Família de Jefferson Oliveira chega a 40 dias sem notícias e cobra respostas em Aparecida de Goiânia
Família mantém esperança de encontrar marceneiro com vida e cobra informações sobre o andamento da investigação
A angústia da família de Jefferson de Oliveira, de 43 anos, chega a 40 dias nesta quinta-feira (3), desde o desaparecimento do marceneiro, visto pela última vez no dia 25 de julho, em Aparecida de Goiânia.
Jefferson desapareceu em 25 de julho, depois de bater o carro contra um poste no Setor Vale do Sol. Imagens feitas após o acidente mostram o homem fora do veículo e aparentemente desorientado. Depois disso, ele não voltou para casa nem fez contato com a família.
Nas primeiras buscas, familiares e amigos chegaram a percorrer por conta própria áreas de mata, represa e rio na tentativa de encontrá-lo. O Corpo de Bombeiros também fez buscas na região, mas os trabalhos foram suspensos diante da falta de novos vestígios.
No último dia 25, a Polícia Civil, com apoio do Corpo de Bombeiros e de cães farejadores, realizou buscas em uma área de mata no Setor Vale do Sol, local onde Jefferson foi visto pela última vez.
Família cobra informações
Em entrevista ao jornal O HOJE, Eldenice, tia de Jefferson, afirmou que os familiares têm enfrentado dificuldades para obter informações sobre o andamento das investigações. Ela diz que a falta de respostas aumenta a angústia da família.
“A falta de notícias faz com que a gente se mobilize. Essa falta de informação nos tira do lugar. Nós somos parceiros da polícia, mas sentimos que essa parceria não está sendo correspondida quando precisamos de informações sobre a investigação.”
Para a tia, os familiares deveriam ter mais informações sobre o andamento do caso.
“Como pode não haver um alívio de uma conversa para dizer o que está acontecendo, para falar como está o inquérito? A gente está vivendo sem respostas. Ninguém atende e, quando a gente pergunta, ninguém responde.”
Eldenice conta que a família também participou das buscas por Jefferson desde os primeiros dias do desaparecimento e afirma sentir falta de um acompanhamento mais próximo das autoridades.

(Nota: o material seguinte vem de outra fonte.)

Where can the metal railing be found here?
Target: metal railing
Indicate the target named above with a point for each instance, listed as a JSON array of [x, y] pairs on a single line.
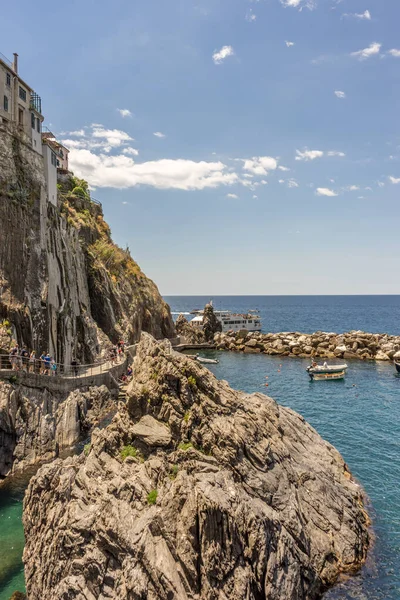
[[37, 366], [6, 60]]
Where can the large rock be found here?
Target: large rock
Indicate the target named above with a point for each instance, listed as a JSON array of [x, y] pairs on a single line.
[[35, 424], [211, 325], [248, 502]]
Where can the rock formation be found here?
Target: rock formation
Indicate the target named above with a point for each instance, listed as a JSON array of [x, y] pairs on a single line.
[[65, 287], [191, 334], [354, 344], [211, 325], [194, 491], [36, 424]]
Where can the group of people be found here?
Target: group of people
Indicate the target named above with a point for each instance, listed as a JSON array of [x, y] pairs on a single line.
[[117, 352], [23, 360]]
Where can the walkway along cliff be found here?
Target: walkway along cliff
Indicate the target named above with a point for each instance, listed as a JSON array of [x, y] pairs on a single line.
[[194, 491], [65, 287]]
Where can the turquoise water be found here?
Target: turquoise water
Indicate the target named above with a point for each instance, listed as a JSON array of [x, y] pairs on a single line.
[[361, 417], [375, 314], [11, 537]]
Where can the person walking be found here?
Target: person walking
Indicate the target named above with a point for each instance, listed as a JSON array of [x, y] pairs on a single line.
[[32, 360], [53, 367]]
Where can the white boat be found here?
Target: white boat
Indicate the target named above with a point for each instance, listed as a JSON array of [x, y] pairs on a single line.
[[230, 321], [326, 372], [209, 361]]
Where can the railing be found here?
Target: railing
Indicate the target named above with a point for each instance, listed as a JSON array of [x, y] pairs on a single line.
[[6, 60], [37, 366], [36, 102]]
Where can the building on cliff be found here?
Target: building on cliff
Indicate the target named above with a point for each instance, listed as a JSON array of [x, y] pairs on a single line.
[[20, 105], [21, 114]]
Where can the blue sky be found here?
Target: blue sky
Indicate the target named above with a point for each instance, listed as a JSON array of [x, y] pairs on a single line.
[[276, 168]]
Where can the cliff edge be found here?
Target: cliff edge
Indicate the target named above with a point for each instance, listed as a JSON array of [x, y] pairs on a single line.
[[65, 287], [194, 491]]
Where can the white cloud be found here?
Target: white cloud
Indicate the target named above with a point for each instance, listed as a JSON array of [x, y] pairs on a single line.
[[131, 151], [259, 165], [222, 54], [292, 183], [336, 153], [372, 50], [300, 4], [121, 171], [124, 112], [250, 16], [325, 192], [362, 16], [113, 137], [79, 133], [308, 154]]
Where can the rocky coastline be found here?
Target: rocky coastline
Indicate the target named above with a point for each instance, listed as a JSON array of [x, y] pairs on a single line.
[[351, 345], [194, 491]]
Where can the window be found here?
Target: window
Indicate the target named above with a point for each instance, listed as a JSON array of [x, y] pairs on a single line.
[[22, 93]]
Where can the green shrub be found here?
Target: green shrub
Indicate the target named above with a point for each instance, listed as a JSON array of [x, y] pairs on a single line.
[[152, 497], [192, 382], [185, 446], [128, 451], [173, 472]]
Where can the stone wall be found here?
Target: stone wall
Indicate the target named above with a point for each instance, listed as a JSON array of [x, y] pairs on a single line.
[[354, 344]]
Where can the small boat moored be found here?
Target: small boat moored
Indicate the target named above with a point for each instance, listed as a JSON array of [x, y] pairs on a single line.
[[326, 372]]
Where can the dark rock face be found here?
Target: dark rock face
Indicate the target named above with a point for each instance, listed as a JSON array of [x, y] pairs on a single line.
[[65, 287], [190, 333], [194, 491], [36, 424], [211, 325]]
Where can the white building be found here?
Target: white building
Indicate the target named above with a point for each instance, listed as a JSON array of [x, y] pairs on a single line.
[[20, 106]]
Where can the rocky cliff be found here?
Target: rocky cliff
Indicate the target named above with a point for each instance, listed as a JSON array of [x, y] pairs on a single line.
[[194, 491], [64, 285], [36, 424]]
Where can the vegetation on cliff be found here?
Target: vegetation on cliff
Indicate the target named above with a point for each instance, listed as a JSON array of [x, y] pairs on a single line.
[[194, 491], [67, 288]]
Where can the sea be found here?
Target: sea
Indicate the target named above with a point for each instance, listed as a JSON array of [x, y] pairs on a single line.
[[360, 416]]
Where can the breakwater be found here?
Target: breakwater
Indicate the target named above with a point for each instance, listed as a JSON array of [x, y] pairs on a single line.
[[353, 344]]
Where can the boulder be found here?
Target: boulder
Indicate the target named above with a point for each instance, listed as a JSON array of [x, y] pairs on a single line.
[[247, 502]]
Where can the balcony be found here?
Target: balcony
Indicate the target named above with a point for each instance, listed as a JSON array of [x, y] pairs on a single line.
[[36, 102]]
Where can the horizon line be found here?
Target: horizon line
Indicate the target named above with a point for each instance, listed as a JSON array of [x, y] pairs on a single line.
[[277, 295]]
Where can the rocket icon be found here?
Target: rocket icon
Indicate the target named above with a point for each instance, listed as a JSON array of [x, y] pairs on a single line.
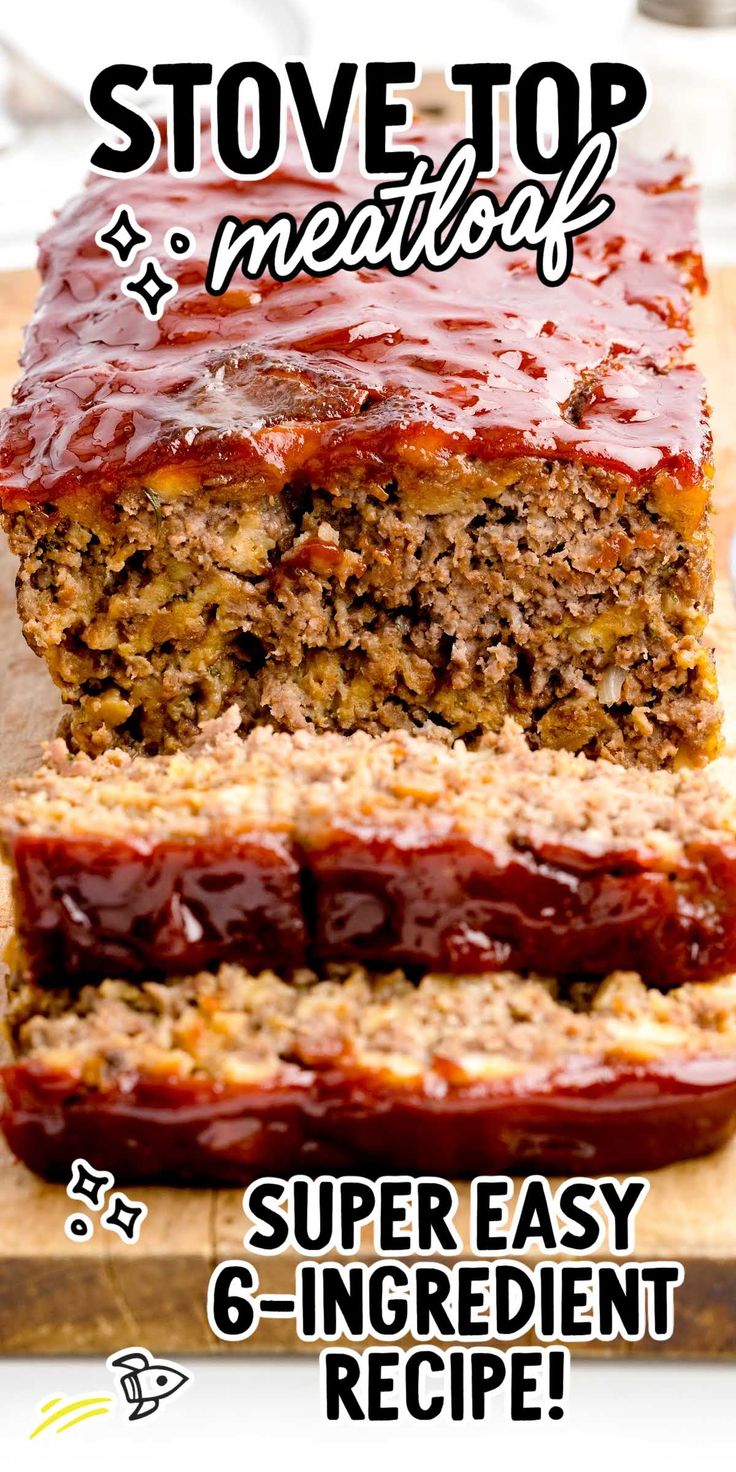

“Desde o primeiro momento, a gente mesmo teve que fazer o trabalho do bombeiro e do investigador. A gente está sentindo essa falta de cobertura desde o início.”
A familiar também criticou a forma como algumas buscas foram conduzidas e afirmou que faltaram informações após as operações.
“Um mês depois, a polícia fez novamente um trabalho que pode ter sido bonito para eles, mas, para nós, como família do Jefferson, não foi. Eles focaram na busca por um cadáver, mas depois não dão satisfação sobre o que estão fazendo. Isso é muito triste.”
Esperança de encontrar Jefferson com vida
Mesmo diante dos 40 dias sem notícias, a família mantém a esperança de encontrar Jefferson com vida.
“A gente espera. Esperamos mesmo em Deus nosso Senhor. A gente espera encontrar o Jefferson com vida e, na verdade, espera saber a verdade com todas as letras.”
Eldenice também relembrou momentos vividos com o sobrinho antes do desaparecimento. Segundo ela, Jefferson era uma pessoa alegre e muito querida pela família.
“O sorriso daquele menino. Eu fico olhando os vídeos dele. Ele é aquele cara que, quando está perto, ninguém fica parado. Ele agita um, agita outro. É um homem do bem.”
Para a família, a união tem sido fundamental durante o período de incerteza. Os parentes continuam divulgando informações sobre o desaparecimento e distribuindo panfletos em diferentes cidades.
“A gente continua fazendo a divulgação. Nós continuamos unidos. Todos os dias, às 19h, nos reunimos na casa da mãe do Jefferson. Quem pode vai. Quem não pode faz a oração de onde estiver.”
Enquanto aguardam novas informações da investigação, os familiares seguem mobilizados e reforçam a esperança de encontrar Jefferson e esclarecer o que aconteceu com ele.
“A gente não vai parar de pedir. Precisamos falar para o mundo. Pode ter outros Jefferson por aí. Pode acontecer outra situação e isso é uma onda que não pode pegar.”
Apesar de o caso estar sob responsabilidade do Grupo de Investigação de Homicídios (GIH) de Aparecida de Goiânia, a Polícia Civil informou que Jefferson continua sendo investigado como pessoa desaparecida. Até o momento, segundo a corporação, não há elementos que comprovem que ele tenha sido vítima de um crime.